Anglicans Online made a little news in its weekly column today. To start at the end:
In the nearly 20 years that this website called ‘Anglicans Online’ has existed, we’ve tried to be a place outside politics, a via media centre where Anglicans of every stripe, opinion, background, and churchmanship (remember that word?) could come and be at home. We shunned the shrill, avoided invective, and cleaved to reason, moderation, and what we’ve trusted is a genuine Anglican sensibility. We’ve not voiced our opinion on controversial matters, holding to that fact that reasonable people can disagree — and we’re proud to call many of those reasonable people our friends.
But it’s time for Anglicans Online to state that we’re not in favour of the Covenant and cannot imagine a Communion bound by it.

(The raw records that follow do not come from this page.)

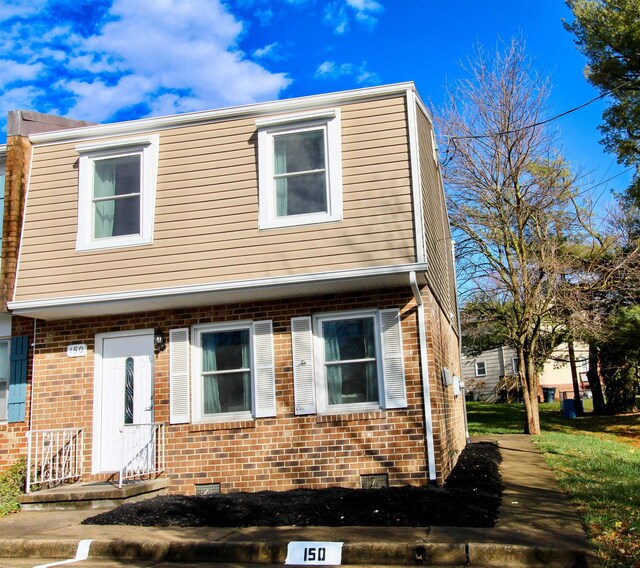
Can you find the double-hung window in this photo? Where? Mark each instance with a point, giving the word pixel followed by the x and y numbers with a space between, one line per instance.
pixel 348 362
pixel 116 193
pixel 233 371
pixel 481 369
pixel 4 378
pixel 300 172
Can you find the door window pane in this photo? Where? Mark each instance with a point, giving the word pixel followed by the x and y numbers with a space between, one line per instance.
pixel 226 372
pixel 128 391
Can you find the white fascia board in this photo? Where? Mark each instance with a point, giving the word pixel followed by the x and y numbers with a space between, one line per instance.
pixel 243 111
pixel 261 283
pixel 416 178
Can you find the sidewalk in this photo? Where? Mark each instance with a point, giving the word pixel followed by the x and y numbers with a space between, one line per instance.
pixel 537 527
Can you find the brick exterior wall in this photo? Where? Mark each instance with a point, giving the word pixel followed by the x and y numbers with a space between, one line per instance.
pixel 13 441
pixel 449 422
pixel 278 453
pixel 17 172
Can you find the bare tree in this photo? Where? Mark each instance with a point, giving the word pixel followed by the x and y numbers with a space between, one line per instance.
pixel 512 201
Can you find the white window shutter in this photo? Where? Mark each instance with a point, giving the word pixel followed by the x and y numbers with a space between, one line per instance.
pixel 179 375
pixel 395 392
pixel 304 391
pixel 264 374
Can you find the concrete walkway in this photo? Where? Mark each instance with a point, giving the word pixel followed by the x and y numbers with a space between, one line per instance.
pixel 537 527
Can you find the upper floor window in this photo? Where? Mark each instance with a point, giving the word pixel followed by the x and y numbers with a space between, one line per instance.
pixel 300 170
pixel 481 369
pixel 117 193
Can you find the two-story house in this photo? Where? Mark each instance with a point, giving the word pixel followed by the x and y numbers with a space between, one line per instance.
pixel 256 297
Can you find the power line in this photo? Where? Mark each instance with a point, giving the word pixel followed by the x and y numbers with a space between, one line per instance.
pixel 556 117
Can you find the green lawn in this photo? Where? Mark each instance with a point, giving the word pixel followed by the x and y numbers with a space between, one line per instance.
pixel 596 461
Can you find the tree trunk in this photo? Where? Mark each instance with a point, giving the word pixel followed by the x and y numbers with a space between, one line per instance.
pixel 529 378
pixel 593 376
pixel 574 378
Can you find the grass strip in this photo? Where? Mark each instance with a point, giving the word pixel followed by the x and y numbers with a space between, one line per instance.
pixel 596 460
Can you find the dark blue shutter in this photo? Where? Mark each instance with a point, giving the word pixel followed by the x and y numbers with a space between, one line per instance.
pixel 18 378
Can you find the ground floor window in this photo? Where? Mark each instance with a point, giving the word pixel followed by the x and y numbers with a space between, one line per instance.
pixel 226 371
pixel 4 377
pixel 348 362
pixel 349 372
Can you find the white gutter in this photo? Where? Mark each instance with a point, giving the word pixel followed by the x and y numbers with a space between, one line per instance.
pixel 233 285
pixel 416 179
pixel 424 364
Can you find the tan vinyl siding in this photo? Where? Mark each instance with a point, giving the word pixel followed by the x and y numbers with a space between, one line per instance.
pixel 206 215
pixel 440 273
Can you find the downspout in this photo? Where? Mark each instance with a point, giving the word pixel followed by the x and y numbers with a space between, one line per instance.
pixel 424 365
pixel 464 387
pixel 33 364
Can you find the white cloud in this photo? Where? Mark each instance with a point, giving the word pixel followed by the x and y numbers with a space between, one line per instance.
pixel 271 51
pixel 184 46
pixel 20 8
pixel 339 14
pixel 359 73
pixel 11 71
pixel 167 56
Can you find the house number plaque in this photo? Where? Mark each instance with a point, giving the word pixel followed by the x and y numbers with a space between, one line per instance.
pixel 305 553
pixel 76 350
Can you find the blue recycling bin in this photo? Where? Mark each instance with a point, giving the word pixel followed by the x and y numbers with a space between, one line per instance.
pixel 570 408
pixel 549 394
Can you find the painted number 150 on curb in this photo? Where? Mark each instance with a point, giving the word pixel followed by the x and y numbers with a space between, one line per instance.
pixel 314 553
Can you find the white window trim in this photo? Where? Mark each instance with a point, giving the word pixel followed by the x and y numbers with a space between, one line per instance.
pixel 330 121
pixel 323 406
pixel 198 417
pixel 147 148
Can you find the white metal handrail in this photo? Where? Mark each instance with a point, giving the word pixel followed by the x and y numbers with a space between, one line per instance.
pixel 142 451
pixel 54 456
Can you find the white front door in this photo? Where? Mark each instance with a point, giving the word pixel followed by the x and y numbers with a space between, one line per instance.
pixel 124 389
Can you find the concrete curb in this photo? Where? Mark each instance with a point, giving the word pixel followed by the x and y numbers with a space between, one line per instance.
pixel 358 553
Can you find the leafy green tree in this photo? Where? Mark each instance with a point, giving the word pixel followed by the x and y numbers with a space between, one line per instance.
pixel 608 33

The argument is as follows:
The very looseness of the Anglican Communion (at least until the Tedious Years of the Anglican Covenant Discussion) is what will give it strength to move with relative ease in this new world. The gentle, unlegislated bonds of affection and the tolerance for variances of custom, behaviour, churchmanship, hymns, divorce, prayer books and the like are far more aligned with the way we live now. The old-speak of the proposed Covenant hearkens back to a world that is passing away, one of rigidity, structure, and complex mechanisms of governance.
It’s tiresome enough that we’ve been considering a Covenant when there is so much about the very concept that flies in the face of all that’s been characterised as Anglican. That it could be adopted is, to our mind, one that will signal the death knell of the Anglican Communion as we have known it. (And frankly we don’t want to know any other kind.)

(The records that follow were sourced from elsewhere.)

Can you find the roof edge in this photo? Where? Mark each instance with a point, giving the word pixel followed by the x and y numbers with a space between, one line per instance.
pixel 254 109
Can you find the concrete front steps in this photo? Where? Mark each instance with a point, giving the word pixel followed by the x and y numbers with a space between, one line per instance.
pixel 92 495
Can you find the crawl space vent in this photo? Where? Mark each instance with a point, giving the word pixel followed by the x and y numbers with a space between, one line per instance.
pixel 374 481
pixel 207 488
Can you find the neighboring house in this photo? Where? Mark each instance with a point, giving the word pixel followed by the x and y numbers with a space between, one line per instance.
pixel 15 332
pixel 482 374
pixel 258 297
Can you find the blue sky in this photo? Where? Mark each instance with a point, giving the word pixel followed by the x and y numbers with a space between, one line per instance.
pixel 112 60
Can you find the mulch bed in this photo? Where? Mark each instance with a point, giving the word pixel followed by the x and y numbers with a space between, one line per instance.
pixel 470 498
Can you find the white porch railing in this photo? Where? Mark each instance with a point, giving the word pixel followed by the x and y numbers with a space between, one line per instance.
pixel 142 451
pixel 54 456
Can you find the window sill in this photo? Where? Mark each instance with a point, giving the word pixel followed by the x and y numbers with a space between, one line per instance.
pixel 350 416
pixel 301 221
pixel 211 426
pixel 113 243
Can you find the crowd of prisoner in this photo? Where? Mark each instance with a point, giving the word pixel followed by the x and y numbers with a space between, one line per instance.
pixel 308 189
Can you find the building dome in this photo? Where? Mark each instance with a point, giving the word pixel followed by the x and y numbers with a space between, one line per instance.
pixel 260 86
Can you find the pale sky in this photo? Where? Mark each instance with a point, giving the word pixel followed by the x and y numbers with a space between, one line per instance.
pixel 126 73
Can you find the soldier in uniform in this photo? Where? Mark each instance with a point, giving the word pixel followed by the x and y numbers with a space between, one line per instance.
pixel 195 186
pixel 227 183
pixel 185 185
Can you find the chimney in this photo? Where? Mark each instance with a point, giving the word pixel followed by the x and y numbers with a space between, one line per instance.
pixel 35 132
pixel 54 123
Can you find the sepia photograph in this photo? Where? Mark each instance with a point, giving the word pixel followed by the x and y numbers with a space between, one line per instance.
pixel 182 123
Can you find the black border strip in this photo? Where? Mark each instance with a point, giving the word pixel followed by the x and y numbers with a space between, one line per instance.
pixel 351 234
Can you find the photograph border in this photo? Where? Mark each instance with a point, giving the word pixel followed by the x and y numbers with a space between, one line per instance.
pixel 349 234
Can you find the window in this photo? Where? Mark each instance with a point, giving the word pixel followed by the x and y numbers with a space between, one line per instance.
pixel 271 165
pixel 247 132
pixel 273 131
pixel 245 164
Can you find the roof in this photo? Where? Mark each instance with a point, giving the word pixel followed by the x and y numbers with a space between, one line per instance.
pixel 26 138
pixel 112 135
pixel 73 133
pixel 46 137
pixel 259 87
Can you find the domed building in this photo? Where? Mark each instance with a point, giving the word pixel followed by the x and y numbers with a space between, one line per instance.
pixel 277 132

There are now wide and considerable differences amongst the provinces of the Communion about matters of importance. There have been so in the past. We just didn’t know about them, really, before the Internet. And in that past, we managed to continue on as a Communion, even if every ten years at a Lambeth Conference we were surprised by (in a mild Anglican sort of way) some of the goings-on in other national churches. In the past, the constituent members of the Anglican Communion have been willing to tolerate the right of all to order their lives as may be best for them. Sydney is not Sao Paulo; Dublin is not Abu Dhabi. As long as the Anglicans in those places work through their ecclesial structures to proclaim the Gospel and advance the Kingdom of Heaven as seems right for them, we think it far too Roman to demand that they answer to an Anglican curia for their decisions. Since the late 19th century, the Lambeth Quadrilateral has served brilliantly as a strong and supple web of connection for us all. In our opinion, it’s all that is needed.